- The Gap Location within the state of Arizona The Gap Location within the United States
- Coordinates: 36°18′14″N 111°27′38″W﻿ / ﻿36.303881°N 111.460574°W
- Country: United States
- State: Arizona
- County: Coconino
- Time zone: UTC-7 (Mountain (MST))
- • Summer (DST): UTC-7 (MST)

= The Gap, Arizona =

Unincorporated community in Arizona, United States

The Gap is an unincorporated community on the Navajo Nation in Coconino County, Arizona, United States.

==Description==
The very small community is located along U.S. Route 89 (US 89) at its junction with the south end of Navajo Route 20 (N20), formerly U.S. Route 89T, at mile marker 489. Just east of the community is its namesake, The Gap, a gap in the Echo Cliffs.
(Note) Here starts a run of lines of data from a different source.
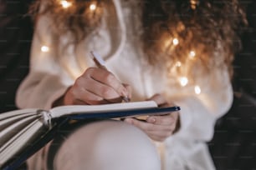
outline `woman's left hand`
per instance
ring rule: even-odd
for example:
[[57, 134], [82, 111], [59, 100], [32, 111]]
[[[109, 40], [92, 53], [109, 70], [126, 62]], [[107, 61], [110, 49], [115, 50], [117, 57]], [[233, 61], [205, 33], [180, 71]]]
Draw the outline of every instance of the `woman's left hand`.
[[[149, 100], [154, 100], [159, 107], [171, 107], [162, 95], [156, 94]], [[126, 118], [125, 122], [133, 124], [144, 131], [151, 139], [163, 142], [179, 128], [179, 114], [177, 112], [161, 116], [150, 116], [146, 121]]]

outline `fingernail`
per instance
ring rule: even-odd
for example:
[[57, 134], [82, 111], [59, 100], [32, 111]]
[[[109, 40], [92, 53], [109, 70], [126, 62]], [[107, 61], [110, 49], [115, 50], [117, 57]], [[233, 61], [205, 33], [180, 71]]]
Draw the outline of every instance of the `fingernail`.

While the community includes not much more than a trading post, a gas station, a school, and a tribal administrative building, in an addition to few homes, it is important as the only place were services are offered along the 80 mi stretch of US 89 between Cameron and Page. However, it became more significant in February 2013 when a geological event caused a 150 ft stretch of US 89 to buckle. The site of the road damage was about 3 mi north of Bitter Springs (and the US 89A junction with US 89) and about 25 mi south of Page. The loss of this stretch of road forced detours for traffic entering the Page area from the south. Motorists were rerouted on a 115 mi detour via U.S. Route 160 and State Route 98 or a 90 mi detour on N20, which had a 28 mi unpaved stretch. Since the southern end of N20 is within the community, once N20 was paved several months later and also designated as U.S. Route 89T (US 89T), for the next two years most traffic along US 89 north of The Gap was diverted to US 89T. After the road repairs were completed in March 2015, the US 89T designation was retired.